Bring the soup to a boil, then reduce the heat to low and let it simmer for 15-20 minutes.

Step 9

This allows the vegetables to soften and the flavors to meld.

Step 10

Taste the soup and adjust the seasoning as needed. If you prefer a creamier texture, you can blend a portion of the soup with an immersion blender or in a regular blender, then return it to the pot.

Step 11

Ladle the hot soup into bowls. Garnish with fresh herbs or a sprinkle of dried mint if desired.

Pro Tips

Prep Ahead: Chop your vegetables and shred the chicken in advance. Store them in the fridge to save time when you’re ready to cook.

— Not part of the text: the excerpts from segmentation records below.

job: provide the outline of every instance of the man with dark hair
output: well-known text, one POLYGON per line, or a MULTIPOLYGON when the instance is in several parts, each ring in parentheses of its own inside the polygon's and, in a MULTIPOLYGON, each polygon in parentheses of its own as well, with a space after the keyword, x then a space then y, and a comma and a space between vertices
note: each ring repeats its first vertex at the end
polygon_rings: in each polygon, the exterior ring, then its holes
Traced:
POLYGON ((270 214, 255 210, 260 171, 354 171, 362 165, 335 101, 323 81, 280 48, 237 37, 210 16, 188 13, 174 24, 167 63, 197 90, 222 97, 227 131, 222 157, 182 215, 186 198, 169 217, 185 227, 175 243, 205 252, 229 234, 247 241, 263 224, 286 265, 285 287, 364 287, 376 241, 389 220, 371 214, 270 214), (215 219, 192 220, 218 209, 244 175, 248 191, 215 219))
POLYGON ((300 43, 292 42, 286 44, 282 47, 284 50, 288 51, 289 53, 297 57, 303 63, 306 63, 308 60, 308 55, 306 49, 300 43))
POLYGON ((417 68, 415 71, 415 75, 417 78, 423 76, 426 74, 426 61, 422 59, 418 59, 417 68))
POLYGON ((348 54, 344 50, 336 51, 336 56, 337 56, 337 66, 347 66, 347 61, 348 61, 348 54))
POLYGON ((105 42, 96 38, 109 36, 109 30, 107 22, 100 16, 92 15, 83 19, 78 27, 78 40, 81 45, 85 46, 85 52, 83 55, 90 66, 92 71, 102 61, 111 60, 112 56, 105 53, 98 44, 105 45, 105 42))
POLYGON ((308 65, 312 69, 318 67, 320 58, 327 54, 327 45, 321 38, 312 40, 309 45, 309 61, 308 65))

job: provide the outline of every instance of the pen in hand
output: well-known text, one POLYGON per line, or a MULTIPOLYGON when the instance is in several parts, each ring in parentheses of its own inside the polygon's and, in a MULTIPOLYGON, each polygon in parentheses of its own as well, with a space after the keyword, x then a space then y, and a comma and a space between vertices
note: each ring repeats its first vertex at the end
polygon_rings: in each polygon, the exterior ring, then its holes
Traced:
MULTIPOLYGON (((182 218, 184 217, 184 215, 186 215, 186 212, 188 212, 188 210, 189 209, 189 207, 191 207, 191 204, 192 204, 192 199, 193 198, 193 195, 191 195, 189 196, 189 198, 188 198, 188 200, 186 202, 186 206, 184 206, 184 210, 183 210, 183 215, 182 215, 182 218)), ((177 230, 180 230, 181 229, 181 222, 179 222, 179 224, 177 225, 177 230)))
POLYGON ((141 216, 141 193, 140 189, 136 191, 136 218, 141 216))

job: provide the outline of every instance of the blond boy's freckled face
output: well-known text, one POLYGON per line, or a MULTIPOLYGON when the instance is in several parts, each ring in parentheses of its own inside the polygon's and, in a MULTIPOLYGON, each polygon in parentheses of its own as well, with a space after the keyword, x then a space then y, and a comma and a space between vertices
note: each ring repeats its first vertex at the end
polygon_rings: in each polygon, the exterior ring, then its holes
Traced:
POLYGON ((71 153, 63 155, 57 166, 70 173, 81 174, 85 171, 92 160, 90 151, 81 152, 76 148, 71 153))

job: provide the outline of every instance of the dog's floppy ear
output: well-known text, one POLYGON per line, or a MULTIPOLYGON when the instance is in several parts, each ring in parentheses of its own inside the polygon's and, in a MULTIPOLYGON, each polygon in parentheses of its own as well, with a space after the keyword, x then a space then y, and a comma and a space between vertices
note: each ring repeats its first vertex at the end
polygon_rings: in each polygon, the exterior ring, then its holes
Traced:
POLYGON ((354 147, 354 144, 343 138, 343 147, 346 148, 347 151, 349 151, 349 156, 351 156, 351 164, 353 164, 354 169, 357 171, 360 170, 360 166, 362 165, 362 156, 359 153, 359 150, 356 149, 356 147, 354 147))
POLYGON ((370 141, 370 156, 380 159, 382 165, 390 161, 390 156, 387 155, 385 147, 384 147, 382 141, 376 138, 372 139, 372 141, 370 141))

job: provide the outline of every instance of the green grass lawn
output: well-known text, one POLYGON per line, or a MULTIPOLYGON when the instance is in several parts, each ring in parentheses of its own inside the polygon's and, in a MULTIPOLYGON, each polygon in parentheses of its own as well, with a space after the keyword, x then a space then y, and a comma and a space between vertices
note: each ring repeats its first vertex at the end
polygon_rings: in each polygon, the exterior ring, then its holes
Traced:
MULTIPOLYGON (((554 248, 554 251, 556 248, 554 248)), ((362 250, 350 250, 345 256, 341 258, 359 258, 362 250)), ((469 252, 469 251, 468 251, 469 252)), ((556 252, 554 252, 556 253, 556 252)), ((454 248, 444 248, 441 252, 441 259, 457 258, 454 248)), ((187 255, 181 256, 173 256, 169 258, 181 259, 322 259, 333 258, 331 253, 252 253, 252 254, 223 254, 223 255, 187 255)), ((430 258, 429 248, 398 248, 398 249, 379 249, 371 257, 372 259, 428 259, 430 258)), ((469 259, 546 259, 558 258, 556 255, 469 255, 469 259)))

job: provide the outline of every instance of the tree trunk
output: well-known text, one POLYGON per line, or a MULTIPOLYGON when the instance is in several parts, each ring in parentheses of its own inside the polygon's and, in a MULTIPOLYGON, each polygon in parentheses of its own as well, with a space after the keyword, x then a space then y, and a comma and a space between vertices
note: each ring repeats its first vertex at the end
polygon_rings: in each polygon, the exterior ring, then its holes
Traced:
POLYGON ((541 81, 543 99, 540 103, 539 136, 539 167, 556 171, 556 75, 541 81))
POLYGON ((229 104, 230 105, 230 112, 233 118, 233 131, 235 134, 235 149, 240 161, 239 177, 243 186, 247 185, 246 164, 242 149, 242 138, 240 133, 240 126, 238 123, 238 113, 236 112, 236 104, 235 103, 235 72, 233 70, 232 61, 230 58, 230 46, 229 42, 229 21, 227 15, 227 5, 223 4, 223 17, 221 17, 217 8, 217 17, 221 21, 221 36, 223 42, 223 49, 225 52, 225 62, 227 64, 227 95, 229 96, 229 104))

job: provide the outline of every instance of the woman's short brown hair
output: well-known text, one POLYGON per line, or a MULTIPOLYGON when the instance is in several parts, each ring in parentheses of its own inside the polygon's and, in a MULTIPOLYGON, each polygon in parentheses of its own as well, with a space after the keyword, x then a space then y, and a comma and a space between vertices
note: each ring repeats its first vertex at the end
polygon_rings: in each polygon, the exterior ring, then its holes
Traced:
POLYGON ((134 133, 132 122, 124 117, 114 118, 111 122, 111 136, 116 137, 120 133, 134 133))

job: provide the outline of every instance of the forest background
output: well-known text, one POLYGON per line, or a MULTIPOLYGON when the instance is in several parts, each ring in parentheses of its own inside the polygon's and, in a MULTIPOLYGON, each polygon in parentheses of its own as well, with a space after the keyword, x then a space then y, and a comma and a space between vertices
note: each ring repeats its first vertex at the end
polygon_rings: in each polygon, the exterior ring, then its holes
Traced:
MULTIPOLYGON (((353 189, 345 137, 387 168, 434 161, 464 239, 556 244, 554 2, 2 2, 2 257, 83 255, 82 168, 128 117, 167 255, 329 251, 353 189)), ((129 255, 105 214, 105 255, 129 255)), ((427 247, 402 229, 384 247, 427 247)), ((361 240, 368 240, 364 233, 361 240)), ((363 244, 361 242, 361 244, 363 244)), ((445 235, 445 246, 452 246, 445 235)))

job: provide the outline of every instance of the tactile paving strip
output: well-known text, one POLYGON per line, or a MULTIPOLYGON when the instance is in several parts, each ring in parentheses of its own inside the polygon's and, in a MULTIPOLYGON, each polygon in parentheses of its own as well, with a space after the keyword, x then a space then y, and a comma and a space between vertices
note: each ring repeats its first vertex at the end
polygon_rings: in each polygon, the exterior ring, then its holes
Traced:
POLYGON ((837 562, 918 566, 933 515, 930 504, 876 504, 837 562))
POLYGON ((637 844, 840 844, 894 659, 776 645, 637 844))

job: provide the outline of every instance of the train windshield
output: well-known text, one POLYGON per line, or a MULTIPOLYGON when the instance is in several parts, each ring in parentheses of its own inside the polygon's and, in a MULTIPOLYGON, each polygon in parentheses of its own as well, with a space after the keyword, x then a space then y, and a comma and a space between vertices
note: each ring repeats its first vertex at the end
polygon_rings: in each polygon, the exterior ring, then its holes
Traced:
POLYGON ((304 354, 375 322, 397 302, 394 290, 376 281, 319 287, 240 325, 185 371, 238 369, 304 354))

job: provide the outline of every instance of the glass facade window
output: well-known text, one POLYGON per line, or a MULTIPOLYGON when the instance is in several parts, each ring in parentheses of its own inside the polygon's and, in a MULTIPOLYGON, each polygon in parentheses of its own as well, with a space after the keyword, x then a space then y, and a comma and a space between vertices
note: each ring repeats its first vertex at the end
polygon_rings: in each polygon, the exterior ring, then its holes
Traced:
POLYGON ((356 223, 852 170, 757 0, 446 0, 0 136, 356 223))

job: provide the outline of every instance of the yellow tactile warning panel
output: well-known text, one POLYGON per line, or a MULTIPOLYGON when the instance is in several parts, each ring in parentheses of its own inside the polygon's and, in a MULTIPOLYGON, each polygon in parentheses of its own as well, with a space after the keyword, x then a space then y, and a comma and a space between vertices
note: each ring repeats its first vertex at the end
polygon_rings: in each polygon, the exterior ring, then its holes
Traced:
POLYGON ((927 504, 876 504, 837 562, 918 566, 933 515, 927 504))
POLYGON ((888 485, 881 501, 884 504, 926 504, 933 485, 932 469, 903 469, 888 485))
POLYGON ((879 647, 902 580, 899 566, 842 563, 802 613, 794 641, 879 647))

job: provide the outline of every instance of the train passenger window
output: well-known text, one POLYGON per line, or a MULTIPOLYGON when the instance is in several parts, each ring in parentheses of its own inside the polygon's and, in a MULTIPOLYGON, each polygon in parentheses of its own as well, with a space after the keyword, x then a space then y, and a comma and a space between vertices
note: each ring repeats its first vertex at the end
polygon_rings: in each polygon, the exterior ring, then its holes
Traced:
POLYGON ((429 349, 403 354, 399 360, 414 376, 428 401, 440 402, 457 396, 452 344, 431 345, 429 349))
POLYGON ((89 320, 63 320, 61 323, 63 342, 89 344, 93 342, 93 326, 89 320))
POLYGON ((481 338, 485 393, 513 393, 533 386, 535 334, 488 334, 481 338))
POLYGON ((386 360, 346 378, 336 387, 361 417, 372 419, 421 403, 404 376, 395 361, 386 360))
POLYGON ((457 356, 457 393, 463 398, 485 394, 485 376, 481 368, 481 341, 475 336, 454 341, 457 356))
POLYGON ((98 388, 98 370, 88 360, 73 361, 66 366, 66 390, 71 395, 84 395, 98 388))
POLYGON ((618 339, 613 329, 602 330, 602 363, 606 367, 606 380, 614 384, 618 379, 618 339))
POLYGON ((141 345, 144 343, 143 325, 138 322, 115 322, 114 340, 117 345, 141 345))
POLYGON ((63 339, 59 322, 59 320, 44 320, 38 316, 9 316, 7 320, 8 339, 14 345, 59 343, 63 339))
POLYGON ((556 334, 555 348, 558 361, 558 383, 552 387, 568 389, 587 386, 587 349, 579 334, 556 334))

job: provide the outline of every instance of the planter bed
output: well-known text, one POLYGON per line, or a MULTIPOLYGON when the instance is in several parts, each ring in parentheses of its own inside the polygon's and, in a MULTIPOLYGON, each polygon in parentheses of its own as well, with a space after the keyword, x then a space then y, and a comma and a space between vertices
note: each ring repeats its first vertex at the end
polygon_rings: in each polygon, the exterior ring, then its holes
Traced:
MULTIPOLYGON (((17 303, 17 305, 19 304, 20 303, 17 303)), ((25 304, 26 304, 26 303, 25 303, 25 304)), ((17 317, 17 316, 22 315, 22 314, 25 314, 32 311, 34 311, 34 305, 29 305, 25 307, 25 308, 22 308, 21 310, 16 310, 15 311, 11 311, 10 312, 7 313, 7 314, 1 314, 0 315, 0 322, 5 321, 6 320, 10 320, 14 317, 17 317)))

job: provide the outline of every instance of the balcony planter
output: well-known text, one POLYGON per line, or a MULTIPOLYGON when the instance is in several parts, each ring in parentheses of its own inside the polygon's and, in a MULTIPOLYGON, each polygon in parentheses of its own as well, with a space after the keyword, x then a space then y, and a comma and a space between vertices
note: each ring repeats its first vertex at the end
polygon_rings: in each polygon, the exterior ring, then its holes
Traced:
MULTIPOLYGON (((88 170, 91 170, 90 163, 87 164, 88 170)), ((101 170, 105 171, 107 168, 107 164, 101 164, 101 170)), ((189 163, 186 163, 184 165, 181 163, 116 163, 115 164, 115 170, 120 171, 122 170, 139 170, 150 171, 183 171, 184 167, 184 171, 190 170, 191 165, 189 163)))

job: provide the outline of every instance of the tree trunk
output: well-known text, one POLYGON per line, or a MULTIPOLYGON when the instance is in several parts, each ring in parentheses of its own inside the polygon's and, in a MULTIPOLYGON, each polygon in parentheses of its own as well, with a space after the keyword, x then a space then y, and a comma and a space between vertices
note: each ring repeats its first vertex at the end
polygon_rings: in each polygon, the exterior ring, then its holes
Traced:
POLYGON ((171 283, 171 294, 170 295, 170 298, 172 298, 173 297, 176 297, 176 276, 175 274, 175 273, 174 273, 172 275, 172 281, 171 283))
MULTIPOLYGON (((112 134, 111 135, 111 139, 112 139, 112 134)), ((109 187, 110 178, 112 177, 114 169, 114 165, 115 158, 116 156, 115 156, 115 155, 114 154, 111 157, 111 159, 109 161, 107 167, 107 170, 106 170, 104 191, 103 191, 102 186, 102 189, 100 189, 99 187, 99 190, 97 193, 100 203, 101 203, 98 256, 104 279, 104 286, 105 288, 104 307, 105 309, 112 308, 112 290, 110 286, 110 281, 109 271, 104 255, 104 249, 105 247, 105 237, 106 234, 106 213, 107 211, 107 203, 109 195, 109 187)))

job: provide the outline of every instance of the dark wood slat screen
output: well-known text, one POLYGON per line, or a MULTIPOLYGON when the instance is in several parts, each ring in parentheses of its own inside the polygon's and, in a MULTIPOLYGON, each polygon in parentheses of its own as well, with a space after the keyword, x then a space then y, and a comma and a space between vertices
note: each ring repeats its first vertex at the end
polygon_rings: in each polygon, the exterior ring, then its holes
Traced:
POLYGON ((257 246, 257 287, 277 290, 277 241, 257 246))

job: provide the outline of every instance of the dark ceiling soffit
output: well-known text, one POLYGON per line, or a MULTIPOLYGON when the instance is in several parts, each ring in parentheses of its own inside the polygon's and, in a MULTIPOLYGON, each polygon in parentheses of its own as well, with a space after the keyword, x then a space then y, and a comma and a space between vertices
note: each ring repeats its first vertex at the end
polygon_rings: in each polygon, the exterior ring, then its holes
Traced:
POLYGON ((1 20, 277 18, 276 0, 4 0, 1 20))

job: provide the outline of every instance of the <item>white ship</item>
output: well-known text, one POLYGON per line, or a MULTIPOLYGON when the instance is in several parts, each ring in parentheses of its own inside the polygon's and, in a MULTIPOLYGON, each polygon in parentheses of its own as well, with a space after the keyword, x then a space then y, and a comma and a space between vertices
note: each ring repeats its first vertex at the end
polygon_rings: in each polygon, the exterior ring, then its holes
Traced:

Use Leftovers: This soup is a great way to use leftover chicken or rotisserie chicken, making it even quicker to prepare.

Adjust Thickness: If you prefer a thicker soup, blend a portion of it with an immersion blender or in a regular blender before serving.

Spice It Up: Feel free to adjust the spice levels by adding more turmeric or black pepper, or even a pinch of cayenne for a kick.

Storage: This soup stores well in the fridge for up to 3 days and can also be frozen for up to a month. Reheat on the stovetop or in the microwave.

Variations

Vegetarian Option: Replace the chicken with chickpeas or tofu for a vegetarian version. Use vegetable broth instead of chicken broth.

Add Greens: Stir in fresh spinach or kale during the last few minutes of cooking for an extra nutrient boost.

Creamy Version: Add a splash of coconut milk or a dollop of plain yogurt at the end for a creamier texture and rich flavor.

Different Vegetables: Feel free to swap in other vegetables like sweet potatoes, zucchini, or bell peppers based on what you have available.

Herb Infusion: Experiment with different herbs like thyme, basil, or cilantro for varied flavor profiles. You can also garnish with fresh herbs for added freshness.